La légende de Lara, mort pour le club

L'équipe de Grêmio avec son gardien Lara
L’équipe de Grêmio avec son gardien Lara

Pour ce qui est des titres, l’Inter a entamé une hégémonie historique dans l’État du Rio Grande do Sul à la fin des années 1930 avec une victoire 6-0 contre Grêmio en 1938. Trois ans plus tôt, le légendaire Gre-Nal du centenaire de la révolution Farroupilha avait lieu. Lors de ce match, le gardien de Grêmio, Lara, a fait de nombreux arrêts et a aidé son équipe à gagner 2-0, avant de quitter le match à la mi-temps. Il est mort deux mois plus tard, créant ainsi la légende selon laquelle « il serait décédé après avoir arrêté un tir violent du rival colorado ».

Une histoire de revanches

En 1948, l’Inter s’est imposé 7-0 contre Grêmio, en pleine Baixada, score le plus large depuis l’arrivée du professionnalisme. En 1954, durant un tournoi d’inauguration de stade Olímpico, l’Inter a gagné 6-2 face à son rival, sans aucune pitié. Mais Grêmio a ensuite pris sa revanche. En 1960, le tricolor s’est imposé 5-1 en plein Eucaliptos, décennie lors de laquelle l’équipe a remporté 7 championnats d’Etat.

Dans les années 70, l’Inter a été 8 fois champion gaúcho, deux fois champion du Brésil (1975-1976) et champion invaincu en 1979, donnant alors au Rio Grande do Sul ses premiers titres de champion du Brésil.

L'Internacional, champion du Brésil 1975, 1976 et 1979
L’Internacional, champion du Brésil 1975, 1976 et 1979

Grêmio a vite répondu à son frère ennemi en remportant le brasileirão en 1981 et en devenant le premier club gaúcho à être champion d’Amérique et du monde, en 1983.

L'équipe de Grêmio, championne d'Amérique et du Monde en 1983
L’équipe de Grêmio, championne d’Amérique et du Monde en 1983

En 1989, l’Inter a remporté le « Gre-Nal du siècle », qui valait une place pour la finale du Championnat du Brésil.
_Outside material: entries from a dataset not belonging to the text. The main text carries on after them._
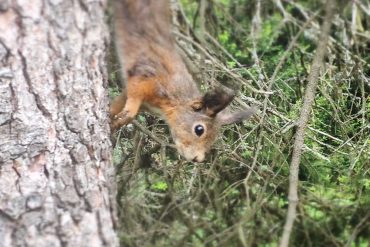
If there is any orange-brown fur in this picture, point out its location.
[110,0,253,162]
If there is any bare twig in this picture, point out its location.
[279,0,335,247]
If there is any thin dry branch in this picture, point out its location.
[279,0,335,247]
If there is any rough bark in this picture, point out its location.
[0,0,118,247]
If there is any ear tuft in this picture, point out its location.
[190,98,203,111]
[203,88,235,117]
[217,106,258,125]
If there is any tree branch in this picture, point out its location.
[279,0,335,247]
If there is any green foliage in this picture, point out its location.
[109,0,370,247]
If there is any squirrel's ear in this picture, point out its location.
[217,106,258,125]
[202,88,235,117]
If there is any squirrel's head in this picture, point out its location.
[167,89,256,162]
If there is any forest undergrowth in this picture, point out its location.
[110,0,370,247]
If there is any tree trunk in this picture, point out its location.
[0,0,118,247]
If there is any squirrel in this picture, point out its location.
[110,0,256,162]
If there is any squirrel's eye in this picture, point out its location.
[194,124,204,137]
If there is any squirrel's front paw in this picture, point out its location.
[110,111,133,131]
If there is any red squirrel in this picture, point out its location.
[110,0,255,162]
Dans les années 90, Grêmio a une nouvelle fois pris le dessus, et a remporté des titres nationaux et internationaux, laissant ainsi son rival derrière lui.

Mais, comme il y a toujours un mais, l’Inter a ensuite pris sa revanche. Le club a remporté sa première Copa Libertadores en 2006, ainsi que le Mondial des clubs cette même année, puis une nouvelle Libertadores en 2010, égalant alors le nombre de trophées dans la compétition que son rival. Jusqu’en 2017, car Grêmio a alors remporté sa troisième Libertadores, et en compte donc actuellement une de plus que son rival.

Une rivalité sans trop d’incidents graves

On compte plus de 100 ans de clássicos, beaucoup de duels électrisants et un point positif : il n’y a jamais d’incidents très grave entre les supporters. Il y a déjà eu beaucoup de bagarres, bien sûr, mais le seul décès connu a été le résultat d’un accident inattendu survenu en mai 1948, lors du Grenal numéro 100, lorsqu’une tribune en bois du stade de Timbaúva a cédé, et qu’un supporter de 17 ans est mort suite à la chute. La rivalité et la haine n’ont jamais été au-delà du terrain, des railleries, des provocations, des discussions des dirigeants des joueurs. C’est peut-être pour cela que le Gre-Nal est aussi grand, dans tous les sens du terme.